Integrazione, accessibilità e logistica le principali proposte in tema di governance sanitaria. Attenzione alla disabilità: “Ora applicare il Piano per l’Eliminazione delle barriere architettoniche”.
La sanità non è soltanto un servizio pubblico, ma uno degli elementi che incidono più profondamente sulla qualità della vita di una comunità. Dall’accesso alle cure alla gestione del territorio, fino ai temi dell’inclusione e dell’assistenza alle persone più fragili, il rapporto tra sistema sanitario e amministrazione locale diventa sempre più centrale nel dibattito politico e sociale, tantopiù in una realtà come quella salernitana, in cui non mancano criticità importanti. Approfondiamo queste tematiche con Gabriele Casaburi, giovane medico legale e candidato al consiglio comunale, che analizza lo stato della sanità pubblica in città e propone alcune linee di intervento per migliorare l’integrazione tra ospedale, territorio e servizi ai cittadini. Tra le tematiche che saranno al centro del suo impgno in caso di una futura elezione al consiglio comunale, i temi dell’accessibilità urbana, dell’attuazione del Piano per l’Eliminazione delle Barriere Architettoniche, e della proposta di nascita di uno sportello unico dedicato alla disabilità.

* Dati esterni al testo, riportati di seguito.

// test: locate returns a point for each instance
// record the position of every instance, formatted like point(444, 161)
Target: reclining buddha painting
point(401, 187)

Gabriele, quanto incide la sanità sulla qualità della vita dei cittadini?
“Incide in modo totale. La salute non è solo l’assenza di malattia, ma uno stato di benessere fisico, mentale e sociale. Quando un cittadino deve aspettare mesi per un esame o si sente abbandonato dopo una diagnosi, la sua qualità della vita crolla. Come medico, vedo ogni giorno che la serenità di una famiglia dipende dalla capacità delle istituzioni di offrire risposte certe e tempestive. Una città che non mette la salute al primo posto è una città senza futuro.”
Da professionista del settore, qual è la situazione della sanità pubblica in città?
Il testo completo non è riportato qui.